Valentina Melnikova, 76, the executive secretary of Russian Committee of Soldiers Mothers, said she has a “terrible feeling” about the true Russian toll.
She said recently recruited conscripts are among those fighting in Ukraine.
“These conscripts were told: ‘Here is a pen and a paper, you write a request to be switched to a contract’.
“Some of them did, some didn’t. But even those who didn’t were sent in anyway.”
Melnikova has helped Russia’s mothers through two bloody wars in Chechnya, as well as a conflict in Georgia and military involvement in Syria.
Of the Ukraine war, she said: “How many days have passed? And the losses and destruction are already huge.”

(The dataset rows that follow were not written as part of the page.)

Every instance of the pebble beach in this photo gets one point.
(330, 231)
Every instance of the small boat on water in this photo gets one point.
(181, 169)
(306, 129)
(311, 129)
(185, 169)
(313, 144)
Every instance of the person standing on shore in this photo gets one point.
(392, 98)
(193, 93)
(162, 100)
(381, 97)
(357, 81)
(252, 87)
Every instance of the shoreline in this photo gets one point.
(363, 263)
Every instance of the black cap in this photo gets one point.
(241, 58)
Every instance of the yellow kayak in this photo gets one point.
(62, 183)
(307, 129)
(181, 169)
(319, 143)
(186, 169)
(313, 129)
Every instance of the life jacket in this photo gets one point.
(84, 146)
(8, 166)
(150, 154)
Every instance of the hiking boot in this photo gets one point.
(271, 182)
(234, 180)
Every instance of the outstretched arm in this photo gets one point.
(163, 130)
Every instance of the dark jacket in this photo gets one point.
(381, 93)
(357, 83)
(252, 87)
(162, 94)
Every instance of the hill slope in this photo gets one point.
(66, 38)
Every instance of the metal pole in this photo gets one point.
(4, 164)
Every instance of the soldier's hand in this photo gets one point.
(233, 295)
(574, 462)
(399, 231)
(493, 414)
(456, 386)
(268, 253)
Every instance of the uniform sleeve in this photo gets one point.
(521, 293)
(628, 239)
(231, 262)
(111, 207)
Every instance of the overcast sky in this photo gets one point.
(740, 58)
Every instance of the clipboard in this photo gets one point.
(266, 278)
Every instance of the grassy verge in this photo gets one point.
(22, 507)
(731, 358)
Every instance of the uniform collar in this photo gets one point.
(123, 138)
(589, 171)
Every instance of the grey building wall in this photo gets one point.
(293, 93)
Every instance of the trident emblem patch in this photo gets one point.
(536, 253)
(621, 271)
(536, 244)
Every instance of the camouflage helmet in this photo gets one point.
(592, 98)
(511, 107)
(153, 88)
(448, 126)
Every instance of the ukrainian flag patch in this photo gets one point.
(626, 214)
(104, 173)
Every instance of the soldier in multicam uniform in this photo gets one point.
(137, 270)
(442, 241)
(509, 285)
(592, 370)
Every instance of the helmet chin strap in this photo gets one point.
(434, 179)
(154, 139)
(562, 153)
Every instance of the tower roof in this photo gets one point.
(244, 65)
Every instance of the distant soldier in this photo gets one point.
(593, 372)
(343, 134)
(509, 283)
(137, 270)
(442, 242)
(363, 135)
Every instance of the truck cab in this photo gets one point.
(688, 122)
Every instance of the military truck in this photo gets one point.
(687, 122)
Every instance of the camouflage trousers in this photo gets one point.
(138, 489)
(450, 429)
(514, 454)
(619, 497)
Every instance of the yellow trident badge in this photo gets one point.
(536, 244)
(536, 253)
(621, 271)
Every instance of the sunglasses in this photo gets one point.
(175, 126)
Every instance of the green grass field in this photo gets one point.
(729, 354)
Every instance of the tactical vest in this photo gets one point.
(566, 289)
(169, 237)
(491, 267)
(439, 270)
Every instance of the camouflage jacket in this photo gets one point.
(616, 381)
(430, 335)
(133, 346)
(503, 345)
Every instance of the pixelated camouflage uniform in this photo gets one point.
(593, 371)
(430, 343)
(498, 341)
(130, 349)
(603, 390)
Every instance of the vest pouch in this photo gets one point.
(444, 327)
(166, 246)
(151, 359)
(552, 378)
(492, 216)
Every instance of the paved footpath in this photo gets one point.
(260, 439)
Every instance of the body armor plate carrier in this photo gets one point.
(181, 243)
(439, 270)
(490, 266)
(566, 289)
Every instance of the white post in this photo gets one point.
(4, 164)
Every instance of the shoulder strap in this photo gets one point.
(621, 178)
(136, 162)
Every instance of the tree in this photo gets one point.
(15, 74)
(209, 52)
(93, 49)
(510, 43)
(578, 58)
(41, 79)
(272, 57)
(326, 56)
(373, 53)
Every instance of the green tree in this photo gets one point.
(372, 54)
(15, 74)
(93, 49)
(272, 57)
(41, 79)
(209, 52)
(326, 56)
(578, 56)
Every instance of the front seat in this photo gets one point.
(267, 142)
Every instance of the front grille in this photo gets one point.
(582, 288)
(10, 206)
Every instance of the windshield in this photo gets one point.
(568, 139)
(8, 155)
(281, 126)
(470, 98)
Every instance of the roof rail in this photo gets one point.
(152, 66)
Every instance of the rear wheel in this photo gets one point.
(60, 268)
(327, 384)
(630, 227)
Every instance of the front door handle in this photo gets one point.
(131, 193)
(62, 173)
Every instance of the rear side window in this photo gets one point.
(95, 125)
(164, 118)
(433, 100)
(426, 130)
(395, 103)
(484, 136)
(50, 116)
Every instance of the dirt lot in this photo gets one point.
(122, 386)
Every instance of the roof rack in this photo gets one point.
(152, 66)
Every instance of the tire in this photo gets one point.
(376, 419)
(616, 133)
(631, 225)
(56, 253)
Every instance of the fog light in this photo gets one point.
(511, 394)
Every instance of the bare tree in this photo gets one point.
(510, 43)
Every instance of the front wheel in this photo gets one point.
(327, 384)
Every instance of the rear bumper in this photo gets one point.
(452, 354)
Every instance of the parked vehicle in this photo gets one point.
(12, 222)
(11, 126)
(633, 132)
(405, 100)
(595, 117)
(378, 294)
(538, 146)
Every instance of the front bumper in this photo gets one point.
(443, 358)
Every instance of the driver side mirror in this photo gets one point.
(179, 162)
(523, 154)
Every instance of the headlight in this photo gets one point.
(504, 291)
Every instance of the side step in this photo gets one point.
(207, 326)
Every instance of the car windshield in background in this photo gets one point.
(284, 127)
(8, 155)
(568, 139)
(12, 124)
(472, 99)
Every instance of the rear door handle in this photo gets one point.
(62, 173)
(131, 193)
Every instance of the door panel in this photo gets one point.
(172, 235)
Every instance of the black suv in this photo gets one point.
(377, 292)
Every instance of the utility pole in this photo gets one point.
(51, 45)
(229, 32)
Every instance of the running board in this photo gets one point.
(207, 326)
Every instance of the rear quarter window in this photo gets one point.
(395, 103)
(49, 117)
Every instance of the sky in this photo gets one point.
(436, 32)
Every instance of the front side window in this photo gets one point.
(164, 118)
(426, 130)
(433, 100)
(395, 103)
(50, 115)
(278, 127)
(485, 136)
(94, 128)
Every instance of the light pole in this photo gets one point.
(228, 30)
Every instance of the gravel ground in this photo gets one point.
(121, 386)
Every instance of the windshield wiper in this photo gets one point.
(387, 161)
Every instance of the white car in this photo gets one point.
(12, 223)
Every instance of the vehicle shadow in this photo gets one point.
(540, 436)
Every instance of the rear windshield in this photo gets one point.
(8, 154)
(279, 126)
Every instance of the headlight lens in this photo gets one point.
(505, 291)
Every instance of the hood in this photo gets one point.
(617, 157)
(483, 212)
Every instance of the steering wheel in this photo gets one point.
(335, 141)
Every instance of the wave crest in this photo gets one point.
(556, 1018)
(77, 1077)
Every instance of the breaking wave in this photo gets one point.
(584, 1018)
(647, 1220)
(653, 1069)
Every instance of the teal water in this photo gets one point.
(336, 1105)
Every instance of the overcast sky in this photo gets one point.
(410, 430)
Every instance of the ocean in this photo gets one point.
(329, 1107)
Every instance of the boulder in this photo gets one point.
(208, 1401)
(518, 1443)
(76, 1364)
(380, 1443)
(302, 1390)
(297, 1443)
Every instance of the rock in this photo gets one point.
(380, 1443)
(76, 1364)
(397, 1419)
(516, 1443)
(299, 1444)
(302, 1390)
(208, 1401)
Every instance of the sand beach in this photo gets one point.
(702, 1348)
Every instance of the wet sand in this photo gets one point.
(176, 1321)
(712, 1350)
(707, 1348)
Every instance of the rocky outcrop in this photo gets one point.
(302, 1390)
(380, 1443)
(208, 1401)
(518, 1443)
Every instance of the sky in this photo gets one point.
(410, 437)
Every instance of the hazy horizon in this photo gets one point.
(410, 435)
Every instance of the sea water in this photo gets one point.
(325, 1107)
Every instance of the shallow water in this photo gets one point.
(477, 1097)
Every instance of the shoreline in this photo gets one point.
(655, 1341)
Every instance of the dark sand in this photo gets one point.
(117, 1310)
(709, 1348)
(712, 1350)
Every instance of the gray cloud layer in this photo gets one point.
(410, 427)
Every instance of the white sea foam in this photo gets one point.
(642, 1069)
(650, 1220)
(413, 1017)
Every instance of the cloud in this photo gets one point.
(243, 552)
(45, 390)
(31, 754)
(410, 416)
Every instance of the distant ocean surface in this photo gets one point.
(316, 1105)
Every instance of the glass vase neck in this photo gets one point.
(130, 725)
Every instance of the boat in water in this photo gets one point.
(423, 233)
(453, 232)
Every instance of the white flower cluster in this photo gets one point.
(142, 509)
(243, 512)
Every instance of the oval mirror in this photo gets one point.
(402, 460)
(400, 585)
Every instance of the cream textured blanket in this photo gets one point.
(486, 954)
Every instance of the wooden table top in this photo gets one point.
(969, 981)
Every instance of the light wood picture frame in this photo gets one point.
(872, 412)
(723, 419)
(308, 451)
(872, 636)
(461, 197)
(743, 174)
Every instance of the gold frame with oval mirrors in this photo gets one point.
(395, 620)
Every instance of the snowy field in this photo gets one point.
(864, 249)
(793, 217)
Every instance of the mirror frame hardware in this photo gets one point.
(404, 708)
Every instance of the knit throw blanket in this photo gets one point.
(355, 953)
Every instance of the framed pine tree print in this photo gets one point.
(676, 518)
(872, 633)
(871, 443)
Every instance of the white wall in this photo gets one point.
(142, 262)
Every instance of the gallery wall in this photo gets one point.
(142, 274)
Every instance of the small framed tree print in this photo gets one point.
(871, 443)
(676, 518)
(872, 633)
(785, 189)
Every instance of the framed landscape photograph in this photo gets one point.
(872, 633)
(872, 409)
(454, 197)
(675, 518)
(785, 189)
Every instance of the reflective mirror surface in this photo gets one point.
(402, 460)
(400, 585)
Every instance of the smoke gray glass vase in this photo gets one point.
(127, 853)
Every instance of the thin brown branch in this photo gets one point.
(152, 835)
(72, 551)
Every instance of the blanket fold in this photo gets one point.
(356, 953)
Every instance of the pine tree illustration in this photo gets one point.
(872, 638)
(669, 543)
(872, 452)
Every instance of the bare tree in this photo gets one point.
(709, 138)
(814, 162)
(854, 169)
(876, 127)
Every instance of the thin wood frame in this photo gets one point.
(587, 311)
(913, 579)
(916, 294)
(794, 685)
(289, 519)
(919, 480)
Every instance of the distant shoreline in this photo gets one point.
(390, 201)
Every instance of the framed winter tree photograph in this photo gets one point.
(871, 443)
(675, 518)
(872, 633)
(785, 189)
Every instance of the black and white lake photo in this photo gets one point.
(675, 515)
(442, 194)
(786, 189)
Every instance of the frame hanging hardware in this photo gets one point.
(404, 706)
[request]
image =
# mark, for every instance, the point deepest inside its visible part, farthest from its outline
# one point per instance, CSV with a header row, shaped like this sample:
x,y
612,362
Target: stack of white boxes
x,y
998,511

She accused Russia of concealing the figures of soldiers slain in Ukraine, but commended Kyiv for providing accurate information on deaths.
She was asked by Russian journalist Katerina Gordeeva in a YouTube interview why parents and wives had not protested more.
“They are not from a social group that usually protests, and they are scattered all around Russia,” she said.
“Even when a wife knows her husband was killed, like a chat I had recently, and I ask her for his details, she won’t share them. Why? She says: ’I am scared it’ll make things worse’.”
On Russian casualties, she said that some dead and even wounded are left on the battlefield by their commanders.
“The way it was in the previous wars, when a unit leaves, they have to check who returned to the unit. But since our army isn’t into collecting bodies of the dead, and not always into picking up the wounded, all sorts of discrepancies happen. It’s cheaper to write ‘missing in action’. “
As a result it is impossible to know the correct figures for the dead and wounded, she said.